1. Visibility and type are orthogonal - one shouldn't impact the other. If private variables could be initialized with var, you'd had to change that when making them protected or public.

2. Because var uses the right-hand side to infer the type, such private fields always needed to be initialized right away. If moving initialization into a constructor, you'd have to make the type explicit.

3. With var the compiler can infer types that you can currently can't express in Java (e.g. intersection types like Comparable & Serializable). You might of course end up relying on those specific types and when you have to stop using var at some point for any reason, you might have to refactor quite a lot to keep your code working.
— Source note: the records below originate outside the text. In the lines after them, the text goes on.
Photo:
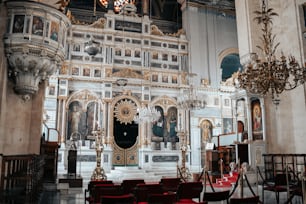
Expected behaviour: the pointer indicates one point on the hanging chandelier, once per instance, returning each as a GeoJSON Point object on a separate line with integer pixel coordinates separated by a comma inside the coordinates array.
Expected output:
{"type": "Point", "coordinates": [270, 75]}
{"type": "Point", "coordinates": [118, 4]}
{"type": "Point", "coordinates": [147, 114]}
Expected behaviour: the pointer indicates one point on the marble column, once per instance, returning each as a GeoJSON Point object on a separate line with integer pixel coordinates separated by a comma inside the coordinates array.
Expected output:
{"type": "Point", "coordinates": [249, 118]}
{"type": "Point", "coordinates": [145, 7]}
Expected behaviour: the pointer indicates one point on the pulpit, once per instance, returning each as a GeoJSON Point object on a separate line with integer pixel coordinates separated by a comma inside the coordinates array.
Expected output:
{"type": "Point", "coordinates": [72, 161]}
{"type": "Point", "coordinates": [212, 159]}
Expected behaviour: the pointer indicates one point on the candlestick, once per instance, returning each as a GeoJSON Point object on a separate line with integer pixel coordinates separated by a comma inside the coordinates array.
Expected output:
{"type": "Point", "coordinates": [98, 173]}
{"type": "Point", "coordinates": [94, 120]}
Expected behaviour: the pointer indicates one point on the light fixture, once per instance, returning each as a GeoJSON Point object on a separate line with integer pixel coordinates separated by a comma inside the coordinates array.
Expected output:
{"type": "Point", "coordinates": [118, 4]}
{"type": "Point", "coordinates": [270, 75]}
{"type": "Point", "coordinates": [147, 114]}
{"type": "Point", "coordinates": [190, 98]}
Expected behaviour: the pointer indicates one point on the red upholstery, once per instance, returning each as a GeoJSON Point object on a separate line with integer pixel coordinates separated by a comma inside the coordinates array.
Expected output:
{"type": "Point", "coordinates": [189, 190]}
{"type": "Point", "coordinates": [216, 196]}
{"type": "Point", "coordinates": [170, 184]}
{"type": "Point", "coordinates": [166, 198]}
{"type": "Point", "coordinates": [279, 185]}
{"type": "Point", "coordinates": [118, 199]}
{"type": "Point", "coordinates": [185, 201]}
{"type": "Point", "coordinates": [247, 200]}
{"type": "Point", "coordinates": [128, 186]}
{"type": "Point", "coordinates": [143, 191]}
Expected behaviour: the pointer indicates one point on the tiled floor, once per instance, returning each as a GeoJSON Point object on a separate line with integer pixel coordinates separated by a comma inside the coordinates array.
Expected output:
{"type": "Point", "coordinates": [51, 195]}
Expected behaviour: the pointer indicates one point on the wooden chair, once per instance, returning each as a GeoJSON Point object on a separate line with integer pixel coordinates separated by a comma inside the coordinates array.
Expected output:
{"type": "Point", "coordinates": [143, 191]}
{"type": "Point", "coordinates": [128, 185]}
{"type": "Point", "coordinates": [277, 186]}
{"type": "Point", "coordinates": [189, 190]}
{"type": "Point", "coordinates": [216, 196]}
{"type": "Point", "coordinates": [170, 184]}
{"type": "Point", "coordinates": [247, 200]}
{"type": "Point", "coordinates": [118, 199]}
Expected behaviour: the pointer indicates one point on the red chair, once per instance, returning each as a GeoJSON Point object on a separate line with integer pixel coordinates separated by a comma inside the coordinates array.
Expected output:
{"type": "Point", "coordinates": [89, 191]}
{"type": "Point", "coordinates": [277, 186]}
{"type": "Point", "coordinates": [127, 186]}
{"type": "Point", "coordinates": [170, 184]}
{"type": "Point", "coordinates": [216, 196]}
{"type": "Point", "coordinates": [119, 199]}
{"type": "Point", "coordinates": [247, 200]}
{"type": "Point", "coordinates": [189, 190]}
{"type": "Point", "coordinates": [166, 198]}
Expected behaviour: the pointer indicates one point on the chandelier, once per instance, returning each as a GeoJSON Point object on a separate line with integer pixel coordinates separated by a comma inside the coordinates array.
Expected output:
{"type": "Point", "coordinates": [270, 75]}
{"type": "Point", "coordinates": [147, 114]}
{"type": "Point", "coordinates": [118, 4]}
{"type": "Point", "coordinates": [190, 99]}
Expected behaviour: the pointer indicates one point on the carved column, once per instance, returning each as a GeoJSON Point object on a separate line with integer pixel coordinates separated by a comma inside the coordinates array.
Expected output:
{"type": "Point", "coordinates": [145, 7]}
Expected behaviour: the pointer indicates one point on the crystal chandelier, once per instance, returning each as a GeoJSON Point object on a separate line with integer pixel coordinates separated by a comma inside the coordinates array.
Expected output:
{"type": "Point", "coordinates": [118, 4]}
{"type": "Point", "coordinates": [270, 75]}
{"type": "Point", "coordinates": [190, 99]}
{"type": "Point", "coordinates": [147, 114]}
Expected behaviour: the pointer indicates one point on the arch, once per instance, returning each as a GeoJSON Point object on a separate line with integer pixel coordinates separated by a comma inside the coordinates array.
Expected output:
{"type": "Point", "coordinates": [115, 100]}
{"type": "Point", "coordinates": [84, 115]}
{"type": "Point", "coordinates": [206, 130]}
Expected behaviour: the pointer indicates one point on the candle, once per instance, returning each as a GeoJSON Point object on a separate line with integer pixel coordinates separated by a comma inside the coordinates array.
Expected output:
{"type": "Point", "coordinates": [98, 114]}
{"type": "Point", "coordinates": [94, 118]}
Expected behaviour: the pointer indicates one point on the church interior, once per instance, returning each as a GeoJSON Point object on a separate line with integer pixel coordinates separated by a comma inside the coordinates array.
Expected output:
{"type": "Point", "coordinates": [152, 101]}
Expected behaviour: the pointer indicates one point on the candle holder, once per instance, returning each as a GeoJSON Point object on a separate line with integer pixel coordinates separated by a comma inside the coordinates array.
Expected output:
{"type": "Point", "coordinates": [183, 170]}
{"type": "Point", "coordinates": [98, 173]}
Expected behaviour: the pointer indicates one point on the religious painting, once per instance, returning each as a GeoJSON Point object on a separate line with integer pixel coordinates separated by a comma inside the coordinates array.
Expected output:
{"type": "Point", "coordinates": [86, 72]}
{"type": "Point", "coordinates": [172, 126]}
{"type": "Point", "coordinates": [155, 55]}
{"type": "Point", "coordinates": [158, 126]}
{"type": "Point", "coordinates": [256, 120]}
{"type": "Point", "coordinates": [51, 90]}
{"type": "Point", "coordinates": [127, 52]}
{"type": "Point", "coordinates": [174, 58]}
{"type": "Point", "coordinates": [227, 125]}
{"type": "Point", "coordinates": [92, 117]}
{"type": "Point", "coordinates": [137, 53]}
{"type": "Point", "coordinates": [37, 26]}
{"type": "Point", "coordinates": [18, 24]}
{"type": "Point", "coordinates": [97, 73]}
{"type": "Point", "coordinates": [76, 48]}
{"type": "Point", "coordinates": [174, 79]}
{"type": "Point", "coordinates": [62, 92]}
{"type": "Point", "coordinates": [165, 79]}
{"type": "Point", "coordinates": [206, 130]}
{"type": "Point", "coordinates": [54, 31]}
{"type": "Point", "coordinates": [118, 52]}
{"type": "Point", "coordinates": [154, 77]}
{"type": "Point", "coordinates": [74, 121]}
{"type": "Point", "coordinates": [226, 102]}
{"type": "Point", "coordinates": [75, 71]}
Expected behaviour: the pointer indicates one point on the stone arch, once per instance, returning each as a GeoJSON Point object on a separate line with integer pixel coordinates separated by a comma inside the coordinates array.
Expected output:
{"type": "Point", "coordinates": [229, 63]}
{"type": "Point", "coordinates": [206, 127]}
{"type": "Point", "coordinates": [79, 117]}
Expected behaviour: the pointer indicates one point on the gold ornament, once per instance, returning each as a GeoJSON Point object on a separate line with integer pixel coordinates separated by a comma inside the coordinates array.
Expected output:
{"type": "Point", "coordinates": [125, 111]}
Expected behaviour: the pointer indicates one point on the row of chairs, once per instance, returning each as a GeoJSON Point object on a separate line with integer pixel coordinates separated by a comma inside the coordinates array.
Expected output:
{"type": "Point", "coordinates": [167, 191]}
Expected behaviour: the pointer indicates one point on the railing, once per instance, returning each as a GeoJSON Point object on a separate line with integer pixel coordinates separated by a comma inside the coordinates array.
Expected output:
{"type": "Point", "coordinates": [21, 178]}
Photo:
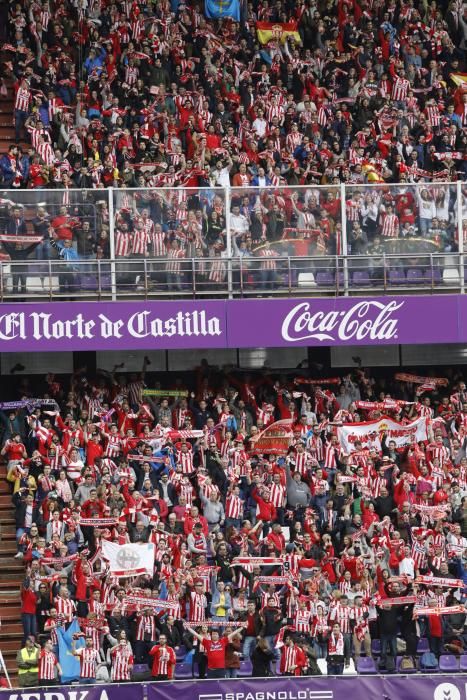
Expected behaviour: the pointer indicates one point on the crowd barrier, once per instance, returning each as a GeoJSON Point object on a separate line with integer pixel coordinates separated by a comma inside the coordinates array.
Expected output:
{"type": "Point", "coordinates": [414, 687]}
{"type": "Point", "coordinates": [250, 241]}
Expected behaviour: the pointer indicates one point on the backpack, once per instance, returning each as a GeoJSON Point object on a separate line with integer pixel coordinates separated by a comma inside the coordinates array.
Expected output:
{"type": "Point", "coordinates": [407, 664]}
{"type": "Point", "coordinates": [428, 660]}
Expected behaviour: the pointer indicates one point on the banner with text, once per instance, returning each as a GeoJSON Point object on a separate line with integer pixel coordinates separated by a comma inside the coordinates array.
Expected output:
{"type": "Point", "coordinates": [370, 433]}
{"type": "Point", "coordinates": [235, 323]}
{"type": "Point", "coordinates": [416, 687]}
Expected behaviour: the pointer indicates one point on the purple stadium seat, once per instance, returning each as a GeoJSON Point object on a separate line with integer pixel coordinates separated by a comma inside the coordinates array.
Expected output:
{"type": "Point", "coordinates": [448, 663]}
{"type": "Point", "coordinates": [365, 664]}
{"type": "Point", "coordinates": [361, 278]}
{"type": "Point", "coordinates": [397, 276]}
{"type": "Point", "coordinates": [398, 666]}
{"type": "Point", "coordinates": [415, 275]}
{"type": "Point", "coordinates": [423, 646]}
{"type": "Point", "coordinates": [428, 670]}
{"type": "Point", "coordinates": [324, 279]}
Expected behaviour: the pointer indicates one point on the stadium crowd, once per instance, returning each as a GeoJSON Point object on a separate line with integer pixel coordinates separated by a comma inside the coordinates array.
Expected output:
{"type": "Point", "coordinates": [146, 95]}
{"type": "Point", "coordinates": [275, 548]}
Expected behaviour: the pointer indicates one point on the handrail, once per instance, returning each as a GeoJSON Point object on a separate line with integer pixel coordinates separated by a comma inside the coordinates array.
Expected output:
{"type": "Point", "coordinates": [385, 273]}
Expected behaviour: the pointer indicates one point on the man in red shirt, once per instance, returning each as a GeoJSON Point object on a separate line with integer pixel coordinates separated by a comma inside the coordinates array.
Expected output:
{"type": "Point", "coordinates": [215, 650]}
{"type": "Point", "coordinates": [164, 660]}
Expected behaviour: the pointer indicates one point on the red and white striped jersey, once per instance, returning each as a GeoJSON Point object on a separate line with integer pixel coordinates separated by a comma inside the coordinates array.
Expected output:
{"type": "Point", "coordinates": [164, 657]}
{"type": "Point", "coordinates": [289, 659]}
{"type": "Point", "coordinates": [341, 614]}
{"type": "Point", "coordinates": [400, 87]}
{"type": "Point", "coordinates": [293, 140]}
{"type": "Point", "coordinates": [314, 446]}
{"type": "Point", "coordinates": [88, 658]}
{"type": "Point", "coordinates": [66, 608]}
{"type": "Point", "coordinates": [131, 75]}
{"type": "Point", "coordinates": [198, 604]}
{"type": "Point", "coordinates": [218, 270]}
{"type": "Point", "coordinates": [419, 555]}
{"type": "Point", "coordinates": [173, 263]}
{"type": "Point", "coordinates": [139, 242]}
{"type": "Point", "coordinates": [330, 459]}
{"type": "Point", "coordinates": [112, 448]}
{"type": "Point", "coordinates": [269, 262]}
{"type": "Point", "coordinates": [22, 99]}
{"type": "Point", "coordinates": [278, 495]}
{"type": "Point", "coordinates": [122, 660]}
{"type": "Point", "coordinates": [158, 244]}
{"type": "Point", "coordinates": [302, 463]}
{"type": "Point", "coordinates": [302, 620]}
{"type": "Point", "coordinates": [47, 663]}
{"type": "Point", "coordinates": [145, 628]}
{"type": "Point", "coordinates": [186, 460]}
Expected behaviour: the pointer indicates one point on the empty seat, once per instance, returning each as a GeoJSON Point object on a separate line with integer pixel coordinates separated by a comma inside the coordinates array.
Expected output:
{"type": "Point", "coordinates": [405, 670]}
{"type": "Point", "coordinates": [246, 669]}
{"type": "Point", "coordinates": [365, 664]}
{"type": "Point", "coordinates": [448, 663]}
{"type": "Point", "coordinates": [397, 276]}
{"type": "Point", "coordinates": [415, 275]}
{"type": "Point", "coordinates": [428, 669]}
{"type": "Point", "coordinates": [423, 645]}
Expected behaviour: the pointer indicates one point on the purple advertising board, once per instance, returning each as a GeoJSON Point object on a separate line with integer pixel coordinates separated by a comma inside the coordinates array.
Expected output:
{"type": "Point", "coordinates": [238, 323]}
{"type": "Point", "coordinates": [416, 687]}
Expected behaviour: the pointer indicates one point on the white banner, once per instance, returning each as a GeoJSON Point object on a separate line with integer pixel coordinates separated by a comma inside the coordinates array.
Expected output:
{"type": "Point", "coordinates": [369, 433]}
{"type": "Point", "coordinates": [129, 559]}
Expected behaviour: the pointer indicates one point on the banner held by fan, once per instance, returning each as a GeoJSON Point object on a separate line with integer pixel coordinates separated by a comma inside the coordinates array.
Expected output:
{"type": "Point", "coordinates": [129, 559]}
{"type": "Point", "coordinates": [275, 439]}
{"type": "Point", "coordinates": [277, 31]}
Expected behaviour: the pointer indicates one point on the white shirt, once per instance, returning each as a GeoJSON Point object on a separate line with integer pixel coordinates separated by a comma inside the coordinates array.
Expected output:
{"type": "Point", "coordinates": [407, 567]}
{"type": "Point", "coordinates": [222, 177]}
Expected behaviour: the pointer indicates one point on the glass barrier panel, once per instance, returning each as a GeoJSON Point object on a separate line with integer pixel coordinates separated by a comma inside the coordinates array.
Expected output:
{"type": "Point", "coordinates": [171, 226]}
{"type": "Point", "coordinates": [401, 219]}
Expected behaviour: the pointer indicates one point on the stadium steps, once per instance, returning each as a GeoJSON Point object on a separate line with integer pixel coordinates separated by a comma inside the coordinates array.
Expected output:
{"type": "Point", "coordinates": [11, 630]}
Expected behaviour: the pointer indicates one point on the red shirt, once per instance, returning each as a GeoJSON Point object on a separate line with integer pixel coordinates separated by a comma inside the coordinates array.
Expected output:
{"type": "Point", "coordinates": [215, 651]}
{"type": "Point", "coordinates": [28, 601]}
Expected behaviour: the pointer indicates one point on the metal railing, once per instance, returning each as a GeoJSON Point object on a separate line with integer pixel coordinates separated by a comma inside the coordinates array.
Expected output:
{"type": "Point", "coordinates": [328, 239]}
{"type": "Point", "coordinates": [232, 277]}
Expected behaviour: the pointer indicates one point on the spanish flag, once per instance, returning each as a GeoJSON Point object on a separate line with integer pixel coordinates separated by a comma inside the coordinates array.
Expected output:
{"type": "Point", "coordinates": [459, 78]}
{"type": "Point", "coordinates": [277, 31]}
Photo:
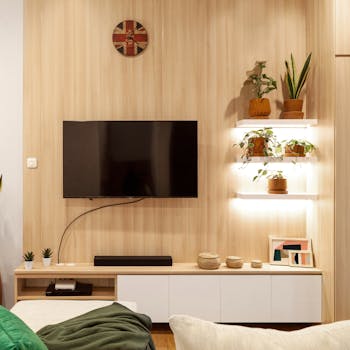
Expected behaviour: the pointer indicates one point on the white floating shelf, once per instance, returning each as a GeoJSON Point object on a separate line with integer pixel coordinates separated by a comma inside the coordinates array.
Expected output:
{"type": "Point", "coordinates": [277, 160]}
{"type": "Point", "coordinates": [244, 195]}
{"type": "Point", "coordinates": [276, 123]}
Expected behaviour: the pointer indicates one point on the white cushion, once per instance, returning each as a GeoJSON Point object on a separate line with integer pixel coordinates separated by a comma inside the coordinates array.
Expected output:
{"type": "Point", "coordinates": [195, 334]}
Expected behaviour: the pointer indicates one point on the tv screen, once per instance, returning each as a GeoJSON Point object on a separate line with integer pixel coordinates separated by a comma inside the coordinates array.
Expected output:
{"type": "Point", "coordinates": [130, 159]}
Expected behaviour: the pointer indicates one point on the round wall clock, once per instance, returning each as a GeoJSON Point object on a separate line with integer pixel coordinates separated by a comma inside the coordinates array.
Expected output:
{"type": "Point", "coordinates": [130, 38]}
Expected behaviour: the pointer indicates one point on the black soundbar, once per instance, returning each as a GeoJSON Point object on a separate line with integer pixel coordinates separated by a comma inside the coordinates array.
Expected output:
{"type": "Point", "coordinates": [157, 260]}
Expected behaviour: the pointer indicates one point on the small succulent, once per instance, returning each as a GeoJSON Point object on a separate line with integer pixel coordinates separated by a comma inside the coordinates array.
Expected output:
{"type": "Point", "coordinates": [262, 83]}
{"type": "Point", "coordinates": [46, 253]}
{"type": "Point", "coordinates": [308, 146]}
{"type": "Point", "coordinates": [294, 82]}
{"type": "Point", "coordinates": [28, 256]}
{"type": "Point", "coordinates": [272, 145]}
{"type": "Point", "coordinates": [269, 174]}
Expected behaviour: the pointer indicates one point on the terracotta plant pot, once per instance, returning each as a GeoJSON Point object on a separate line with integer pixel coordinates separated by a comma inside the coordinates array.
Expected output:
{"type": "Point", "coordinates": [258, 147]}
{"type": "Point", "coordinates": [293, 109]}
{"type": "Point", "coordinates": [277, 186]}
{"type": "Point", "coordinates": [28, 265]}
{"type": "Point", "coordinates": [259, 108]}
{"type": "Point", "coordinates": [294, 151]}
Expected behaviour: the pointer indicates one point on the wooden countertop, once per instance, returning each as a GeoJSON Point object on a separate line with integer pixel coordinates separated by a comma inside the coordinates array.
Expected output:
{"type": "Point", "coordinates": [176, 269]}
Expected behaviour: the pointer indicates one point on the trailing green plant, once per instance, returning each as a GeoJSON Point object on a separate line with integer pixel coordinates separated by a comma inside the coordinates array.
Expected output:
{"type": "Point", "coordinates": [46, 253]}
{"type": "Point", "coordinates": [271, 143]}
{"type": "Point", "coordinates": [308, 146]}
{"type": "Point", "coordinates": [263, 84]}
{"type": "Point", "coordinates": [269, 174]}
{"type": "Point", "coordinates": [295, 83]}
{"type": "Point", "coordinates": [28, 256]}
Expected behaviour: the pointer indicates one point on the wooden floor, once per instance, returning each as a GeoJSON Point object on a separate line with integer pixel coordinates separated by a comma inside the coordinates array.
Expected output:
{"type": "Point", "coordinates": [163, 337]}
{"type": "Point", "coordinates": [164, 340]}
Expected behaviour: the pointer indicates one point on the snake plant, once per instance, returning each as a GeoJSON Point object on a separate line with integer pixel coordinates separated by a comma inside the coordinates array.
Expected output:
{"type": "Point", "coordinates": [294, 83]}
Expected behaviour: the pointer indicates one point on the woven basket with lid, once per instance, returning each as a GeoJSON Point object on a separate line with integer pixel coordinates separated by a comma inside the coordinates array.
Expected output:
{"type": "Point", "coordinates": [208, 261]}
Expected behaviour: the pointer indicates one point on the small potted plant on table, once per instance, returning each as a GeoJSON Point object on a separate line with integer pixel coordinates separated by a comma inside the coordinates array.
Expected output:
{"type": "Point", "coordinates": [276, 181]}
{"type": "Point", "coordinates": [28, 260]}
{"type": "Point", "coordinates": [297, 148]}
{"type": "Point", "coordinates": [293, 106]}
{"type": "Point", "coordinates": [259, 107]}
{"type": "Point", "coordinates": [47, 254]}
{"type": "Point", "coordinates": [257, 143]}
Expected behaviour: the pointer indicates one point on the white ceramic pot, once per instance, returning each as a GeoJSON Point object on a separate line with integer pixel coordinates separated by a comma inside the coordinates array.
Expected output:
{"type": "Point", "coordinates": [47, 262]}
{"type": "Point", "coordinates": [28, 265]}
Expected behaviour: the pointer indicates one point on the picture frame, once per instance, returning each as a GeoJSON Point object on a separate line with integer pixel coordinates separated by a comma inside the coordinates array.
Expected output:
{"type": "Point", "coordinates": [301, 258]}
{"type": "Point", "coordinates": [279, 248]}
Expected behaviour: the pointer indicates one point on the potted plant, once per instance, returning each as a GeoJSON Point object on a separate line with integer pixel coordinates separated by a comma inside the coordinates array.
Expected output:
{"type": "Point", "coordinates": [258, 143]}
{"type": "Point", "coordinates": [259, 107]}
{"type": "Point", "coordinates": [276, 181]}
{"type": "Point", "coordinates": [297, 148]}
{"type": "Point", "coordinates": [47, 254]}
{"type": "Point", "coordinates": [28, 260]}
{"type": "Point", "coordinates": [293, 106]}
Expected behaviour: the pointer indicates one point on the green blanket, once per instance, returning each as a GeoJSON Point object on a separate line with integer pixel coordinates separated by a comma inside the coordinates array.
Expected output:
{"type": "Point", "coordinates": [107, 328]}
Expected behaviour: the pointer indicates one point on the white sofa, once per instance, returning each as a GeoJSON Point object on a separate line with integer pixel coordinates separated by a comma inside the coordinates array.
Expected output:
{"type": "Point", "coordinates": [195, 334]}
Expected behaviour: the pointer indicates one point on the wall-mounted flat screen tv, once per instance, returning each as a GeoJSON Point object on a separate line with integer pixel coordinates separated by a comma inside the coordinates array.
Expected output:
{"type": "Point", "coordinates": [130, 159]}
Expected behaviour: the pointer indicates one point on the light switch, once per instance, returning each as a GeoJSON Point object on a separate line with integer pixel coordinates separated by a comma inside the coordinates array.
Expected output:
{"type": "Point", "coordinates": [32, 163]}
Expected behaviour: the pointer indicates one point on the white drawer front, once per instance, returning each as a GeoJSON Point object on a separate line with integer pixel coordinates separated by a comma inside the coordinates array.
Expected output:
{"type": "Point", "coordinates": [296, 298]}
{"type": "Point", "coordinates": [197, 296]}
{"type": "Point", "coordinates": [150, 292]}
{"type": "Point", "coordinates": [245, 298]}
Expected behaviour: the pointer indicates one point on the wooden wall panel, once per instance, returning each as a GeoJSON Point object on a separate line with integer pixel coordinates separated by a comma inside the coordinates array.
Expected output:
{"type": "Point", "coordinates": [342, 10]}
{"type": "Point", "coordinates": [321, 103]}
{"type": "Point", "coordinates": [342, 164]}
{"type": "Point", "coordinates": [193, 68]}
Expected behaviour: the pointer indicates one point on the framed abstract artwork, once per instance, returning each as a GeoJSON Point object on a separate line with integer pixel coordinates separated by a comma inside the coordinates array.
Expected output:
{"type": "Point", "coordinates": [279, 248]}
{"type": "Point", "coordinates": [301, 258]}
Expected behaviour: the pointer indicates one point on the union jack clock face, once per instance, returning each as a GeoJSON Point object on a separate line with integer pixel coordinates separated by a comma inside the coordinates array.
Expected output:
{"type": "Point", "coordinates": [130, 38]}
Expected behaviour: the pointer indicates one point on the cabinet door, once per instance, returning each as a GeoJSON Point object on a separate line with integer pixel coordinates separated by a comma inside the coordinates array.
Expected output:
{"type": "Point", "coordinates": [246, 298]}
{"type": "Point", "coordinates": [198, 296]}
{"type": "Point", "coordinates": [150, 292]}
{"type": "Point", "coordinates": [296, 298]}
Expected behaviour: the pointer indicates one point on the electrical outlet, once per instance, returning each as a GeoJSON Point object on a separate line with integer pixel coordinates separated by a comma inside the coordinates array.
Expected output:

It’s not like it was entirely impossible to turn these variables into fields that can be inspected via Reflection. E.g., you can do

var l = new ArrayList<String>();
l.add("text");
System.out.println(l);
System.out.println(
  new Object(){ { var x = l; } }.getClass().getDeclaredFields()[0].getGenericType()
);

In the current version, it just prints ArrayList, so the actual generic type has not been stored in the class file of the anonymous inner class and it’s unlikely that this will change, as supporting this introspection is not an the actual goal. It’s also just a special case that the type is denotable like ArrayList<String>. To illustrate a different case:

var acs = true? new StringBuilder(): CharBuffer.allocate(10);
acs.append("text");
acs.subSequence(1, 2);
System.out.println(
  new Object(){ { var x = acs; } }.getClass().getDeclaredFields()[0].getGenericType()
);

The type of acs is an intersection type of Appendable and CharSequence, as demonstrated by invoking a method of either interface on it, but since it is not specified whether the compiler infers #1 extends Appendable&CharSequence or #1 extends CharSequence&Appendable, it is unspecified whether the code will print java.lang.Appendable or java.lang.CharSequence.

I don’t think that this is an issue for a synthetic field, but for an explicitly declared field, it might be.

However, I doubt that the expert group considered such impacts en detail. Instead, the decision not to support field declarations (and hence skip lengthy thinking about the implications) was made right from the start, as local variables always were the intended target for that feature. The number of local variables is much higher than the number of field declarations, so reducing the boilerplate for local variable declarations has the biggest impact.